As you know, I like reposting the reviews I leave elsewhere to generate more buzz. Good writers deserve all the support they can get, so here’s my 5 star review of Megadrak: Beast of the Apocalypse.
Kaiju fiction has been getting popular over the last few years, and among the writers dedicated to expanding this untapped genre lies Christofer Nigro, whose latest solo work, Megadrak: Beast of the Apocalypse, embodies all that is great about skyscraper-sized mutant creatures that want to consume all earthly life.
This story is set in Japan, 1954, with the Cold War, as well as the Nagasaki, Hiroshima, and Bikini Atoll nuclear detonations as a backdrop for the end of days. The country, its cities, and its citizens are described with painstaking detail, taking care to render the era with an exacting pen. All the Japanese names may at first be confusing to some American readers, but this is kaiju fiction—few people survive more than five to ten pages past their introduction, so there aren’t many lasting characters to talk about.
Megadrak begins with Goro Takiguchi, a fisherman, whose friend is attacked by a mutated bloodworm, soon to be named Glyceracon. These ravenous, fanged annelids descend on a nearby village, draining scores of bystanders dry while he narrowly escapes. The creatures swarm whoever and whatever they come across, leaving havoc in their wake, seemingly the worst bio-organic threat in written history—until the researchers trying to slow and stop their assault come to the conclusion that they must have been feeding on a far larger food source. One with radioactive blood.

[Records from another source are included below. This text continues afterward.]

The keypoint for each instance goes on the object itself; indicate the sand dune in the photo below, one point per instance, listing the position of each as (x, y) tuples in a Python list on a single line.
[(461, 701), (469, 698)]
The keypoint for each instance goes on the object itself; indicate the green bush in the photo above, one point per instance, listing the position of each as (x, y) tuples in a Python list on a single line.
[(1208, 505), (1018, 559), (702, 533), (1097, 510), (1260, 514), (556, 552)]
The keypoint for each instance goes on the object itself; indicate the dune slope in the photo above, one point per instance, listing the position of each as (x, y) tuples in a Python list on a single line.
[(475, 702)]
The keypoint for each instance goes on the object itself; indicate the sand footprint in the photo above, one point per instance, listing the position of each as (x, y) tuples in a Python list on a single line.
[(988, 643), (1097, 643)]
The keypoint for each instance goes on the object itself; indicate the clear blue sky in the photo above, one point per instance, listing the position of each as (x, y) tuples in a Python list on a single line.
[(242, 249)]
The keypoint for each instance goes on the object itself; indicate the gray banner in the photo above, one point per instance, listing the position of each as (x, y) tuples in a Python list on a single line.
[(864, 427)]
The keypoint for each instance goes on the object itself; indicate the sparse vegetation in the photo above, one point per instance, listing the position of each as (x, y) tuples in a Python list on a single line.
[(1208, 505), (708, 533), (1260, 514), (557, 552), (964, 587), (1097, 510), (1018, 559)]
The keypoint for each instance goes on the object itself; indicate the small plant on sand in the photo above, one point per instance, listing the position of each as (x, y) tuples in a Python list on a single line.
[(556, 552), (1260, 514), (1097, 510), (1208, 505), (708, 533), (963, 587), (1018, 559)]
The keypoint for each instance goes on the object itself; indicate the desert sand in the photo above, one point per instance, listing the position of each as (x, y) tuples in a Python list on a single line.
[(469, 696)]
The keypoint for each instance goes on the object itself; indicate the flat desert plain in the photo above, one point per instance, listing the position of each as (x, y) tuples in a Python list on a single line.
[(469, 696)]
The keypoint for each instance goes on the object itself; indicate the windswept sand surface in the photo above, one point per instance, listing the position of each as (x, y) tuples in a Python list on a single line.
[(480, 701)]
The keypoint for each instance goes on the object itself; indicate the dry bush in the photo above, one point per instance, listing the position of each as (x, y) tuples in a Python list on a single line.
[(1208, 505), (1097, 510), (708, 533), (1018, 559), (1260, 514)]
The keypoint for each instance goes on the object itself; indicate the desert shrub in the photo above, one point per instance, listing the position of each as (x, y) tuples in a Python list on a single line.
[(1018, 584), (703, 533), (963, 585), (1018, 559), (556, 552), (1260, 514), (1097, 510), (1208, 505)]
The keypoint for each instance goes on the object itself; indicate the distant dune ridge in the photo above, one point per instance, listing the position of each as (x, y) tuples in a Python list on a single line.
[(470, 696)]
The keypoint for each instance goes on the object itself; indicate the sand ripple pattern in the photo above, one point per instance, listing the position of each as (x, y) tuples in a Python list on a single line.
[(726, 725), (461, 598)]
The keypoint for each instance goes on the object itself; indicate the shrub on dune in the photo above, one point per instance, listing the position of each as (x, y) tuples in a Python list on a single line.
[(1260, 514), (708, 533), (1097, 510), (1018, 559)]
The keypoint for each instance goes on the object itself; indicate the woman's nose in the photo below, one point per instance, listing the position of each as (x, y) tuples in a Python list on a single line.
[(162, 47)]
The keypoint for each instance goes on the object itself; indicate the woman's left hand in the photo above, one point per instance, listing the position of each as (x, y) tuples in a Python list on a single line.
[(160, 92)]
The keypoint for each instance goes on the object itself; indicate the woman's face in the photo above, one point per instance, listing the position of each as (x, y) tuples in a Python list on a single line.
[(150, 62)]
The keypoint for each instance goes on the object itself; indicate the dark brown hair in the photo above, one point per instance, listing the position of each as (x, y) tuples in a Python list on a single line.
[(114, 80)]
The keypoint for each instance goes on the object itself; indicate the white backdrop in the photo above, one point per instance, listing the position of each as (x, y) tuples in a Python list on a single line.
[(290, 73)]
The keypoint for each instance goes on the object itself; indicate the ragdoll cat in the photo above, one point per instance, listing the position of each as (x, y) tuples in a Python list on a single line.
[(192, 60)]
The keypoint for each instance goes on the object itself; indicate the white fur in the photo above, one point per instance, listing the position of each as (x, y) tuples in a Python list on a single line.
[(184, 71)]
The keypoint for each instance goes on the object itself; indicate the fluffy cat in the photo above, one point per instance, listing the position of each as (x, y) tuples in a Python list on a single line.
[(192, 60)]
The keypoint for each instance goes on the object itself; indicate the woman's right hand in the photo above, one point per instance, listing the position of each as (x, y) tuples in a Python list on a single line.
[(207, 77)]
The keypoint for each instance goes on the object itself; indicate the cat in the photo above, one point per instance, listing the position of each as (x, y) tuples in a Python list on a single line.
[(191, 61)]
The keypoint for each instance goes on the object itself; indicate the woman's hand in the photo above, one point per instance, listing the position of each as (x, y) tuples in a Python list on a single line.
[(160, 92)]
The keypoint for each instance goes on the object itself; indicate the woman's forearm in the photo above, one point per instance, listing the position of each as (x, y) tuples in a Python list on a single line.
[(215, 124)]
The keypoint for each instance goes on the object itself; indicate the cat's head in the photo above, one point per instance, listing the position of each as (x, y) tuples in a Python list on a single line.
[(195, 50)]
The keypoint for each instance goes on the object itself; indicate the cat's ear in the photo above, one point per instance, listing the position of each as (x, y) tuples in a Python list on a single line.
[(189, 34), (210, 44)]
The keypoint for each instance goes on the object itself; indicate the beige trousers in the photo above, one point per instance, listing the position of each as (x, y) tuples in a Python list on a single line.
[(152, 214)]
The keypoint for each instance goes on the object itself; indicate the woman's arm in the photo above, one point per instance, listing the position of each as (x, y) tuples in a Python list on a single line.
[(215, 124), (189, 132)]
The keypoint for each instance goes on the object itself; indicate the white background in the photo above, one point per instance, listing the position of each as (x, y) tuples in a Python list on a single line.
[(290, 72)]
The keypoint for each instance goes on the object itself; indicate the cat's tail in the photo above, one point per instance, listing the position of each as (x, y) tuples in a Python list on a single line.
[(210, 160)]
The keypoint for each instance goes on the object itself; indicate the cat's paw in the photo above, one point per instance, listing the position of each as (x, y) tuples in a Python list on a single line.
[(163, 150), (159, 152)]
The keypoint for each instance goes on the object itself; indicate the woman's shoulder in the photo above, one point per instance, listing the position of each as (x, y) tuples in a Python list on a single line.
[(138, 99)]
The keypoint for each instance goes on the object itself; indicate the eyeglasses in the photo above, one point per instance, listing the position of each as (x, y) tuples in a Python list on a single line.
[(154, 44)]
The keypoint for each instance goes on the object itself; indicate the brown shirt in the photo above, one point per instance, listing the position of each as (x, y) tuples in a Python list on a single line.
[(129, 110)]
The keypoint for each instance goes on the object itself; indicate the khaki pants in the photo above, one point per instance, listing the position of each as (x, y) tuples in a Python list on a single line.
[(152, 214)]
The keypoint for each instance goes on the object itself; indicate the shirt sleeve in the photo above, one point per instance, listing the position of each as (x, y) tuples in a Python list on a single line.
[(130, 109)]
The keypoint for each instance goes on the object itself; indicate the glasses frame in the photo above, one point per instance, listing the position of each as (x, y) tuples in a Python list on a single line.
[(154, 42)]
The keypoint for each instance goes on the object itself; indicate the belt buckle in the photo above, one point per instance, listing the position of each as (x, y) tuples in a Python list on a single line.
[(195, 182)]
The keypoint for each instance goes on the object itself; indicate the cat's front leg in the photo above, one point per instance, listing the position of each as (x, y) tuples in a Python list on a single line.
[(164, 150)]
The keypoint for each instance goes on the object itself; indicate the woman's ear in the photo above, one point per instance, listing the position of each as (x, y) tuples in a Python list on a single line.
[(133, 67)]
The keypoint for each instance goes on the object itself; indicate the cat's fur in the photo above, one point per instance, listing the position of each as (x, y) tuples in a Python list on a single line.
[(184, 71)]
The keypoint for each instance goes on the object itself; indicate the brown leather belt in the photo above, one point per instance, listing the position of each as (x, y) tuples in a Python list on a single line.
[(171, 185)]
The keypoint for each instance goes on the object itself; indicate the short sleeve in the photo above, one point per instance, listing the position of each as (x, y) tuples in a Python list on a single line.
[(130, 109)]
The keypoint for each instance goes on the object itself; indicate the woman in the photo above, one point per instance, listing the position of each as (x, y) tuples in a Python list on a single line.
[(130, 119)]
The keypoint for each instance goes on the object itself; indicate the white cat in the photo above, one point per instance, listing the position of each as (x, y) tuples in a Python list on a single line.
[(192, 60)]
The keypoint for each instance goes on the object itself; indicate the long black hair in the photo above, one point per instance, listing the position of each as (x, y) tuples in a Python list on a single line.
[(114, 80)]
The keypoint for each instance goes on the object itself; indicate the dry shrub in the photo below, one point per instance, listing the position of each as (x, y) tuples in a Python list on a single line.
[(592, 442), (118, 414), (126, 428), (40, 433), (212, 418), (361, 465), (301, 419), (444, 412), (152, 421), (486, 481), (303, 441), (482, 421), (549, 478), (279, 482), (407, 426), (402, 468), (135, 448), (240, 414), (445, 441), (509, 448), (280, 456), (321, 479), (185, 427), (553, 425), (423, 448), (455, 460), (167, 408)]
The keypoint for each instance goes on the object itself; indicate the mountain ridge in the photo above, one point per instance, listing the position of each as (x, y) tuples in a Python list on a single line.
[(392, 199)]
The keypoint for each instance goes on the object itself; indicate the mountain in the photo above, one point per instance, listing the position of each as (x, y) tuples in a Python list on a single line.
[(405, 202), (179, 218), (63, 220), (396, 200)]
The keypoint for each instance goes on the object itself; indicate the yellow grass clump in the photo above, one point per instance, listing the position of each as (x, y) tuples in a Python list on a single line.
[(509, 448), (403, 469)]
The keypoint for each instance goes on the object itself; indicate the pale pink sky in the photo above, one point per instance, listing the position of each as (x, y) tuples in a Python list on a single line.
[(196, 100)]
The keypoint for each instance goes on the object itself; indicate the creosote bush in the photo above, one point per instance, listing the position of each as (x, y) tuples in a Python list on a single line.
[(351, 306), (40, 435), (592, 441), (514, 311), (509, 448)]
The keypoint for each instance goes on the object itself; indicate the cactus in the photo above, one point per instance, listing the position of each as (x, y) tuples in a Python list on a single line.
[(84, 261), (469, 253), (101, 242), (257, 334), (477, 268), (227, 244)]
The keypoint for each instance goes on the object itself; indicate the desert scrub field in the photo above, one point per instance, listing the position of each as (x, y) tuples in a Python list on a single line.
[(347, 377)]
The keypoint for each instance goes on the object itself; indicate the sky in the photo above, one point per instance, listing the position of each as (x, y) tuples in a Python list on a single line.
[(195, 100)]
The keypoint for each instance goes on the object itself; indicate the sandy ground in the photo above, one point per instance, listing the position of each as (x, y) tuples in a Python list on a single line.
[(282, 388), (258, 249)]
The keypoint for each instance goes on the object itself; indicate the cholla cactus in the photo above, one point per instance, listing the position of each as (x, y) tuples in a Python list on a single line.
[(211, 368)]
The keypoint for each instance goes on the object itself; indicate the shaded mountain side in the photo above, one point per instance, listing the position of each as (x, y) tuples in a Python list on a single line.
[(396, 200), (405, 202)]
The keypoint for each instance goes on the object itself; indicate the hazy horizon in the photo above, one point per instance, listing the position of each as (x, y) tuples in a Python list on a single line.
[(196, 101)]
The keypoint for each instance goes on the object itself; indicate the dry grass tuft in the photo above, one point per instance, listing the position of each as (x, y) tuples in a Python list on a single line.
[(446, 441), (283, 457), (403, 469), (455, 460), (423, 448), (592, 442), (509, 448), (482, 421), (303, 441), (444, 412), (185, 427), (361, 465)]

Enter the Big Bad, Medadrak, a draconian daikaiju with a sharp intellect and insatiable appetite for destruction. I won’t spoil what it can do, or what it proceeds to do, but I can say it’s everything a Godzilla fan would want, and more, with a dash of scientific terminology to keep the more detail-oriented readers engaged.
Along with Nigro’s extensive kaiju knowledge comes his expansive vocabulary. It’s not enough to say that reading his work might teach people new words; reading his work will absolutely teach you at least a few. His keen mind for synonyms keeps the wording fresh, yet also provides a journalistic perspective, as if this is being described by an academic or reporter, which works really well for this genre.
This occasionally works against the pacing, as some overly formal wording or lengthy descriptions don’t quite fit in the action of some sequences, especially when it comes to dialog. Fortunately, these moments are few and far between.
Megadrak: Beast of the Apocalypse gives readers exactly what they want. Kaiju fans will get all the giant, city-stomping monster mayhem the genre is known for. Those who are newer to the field will take delight in the smooth introduction, starting with littler creatures and progressing to the bigger ones after you’ve gotten to know the main crew. And yes, there’s a giant monster brawl, because what would a story like this be without one?
Tack on a few scattered moments of mutant humans with extrasensory powers, and Megadrak is clearly the start of a larger universe, if not to say Nigro’s own little kaiju franchise. While no one’s flying around or rewinding time in this particular novel, it’s safe to say this author will deliver on that promise soon. Until then, the Beast of the Apocalypse deserves a place on any monster lover’s shelf.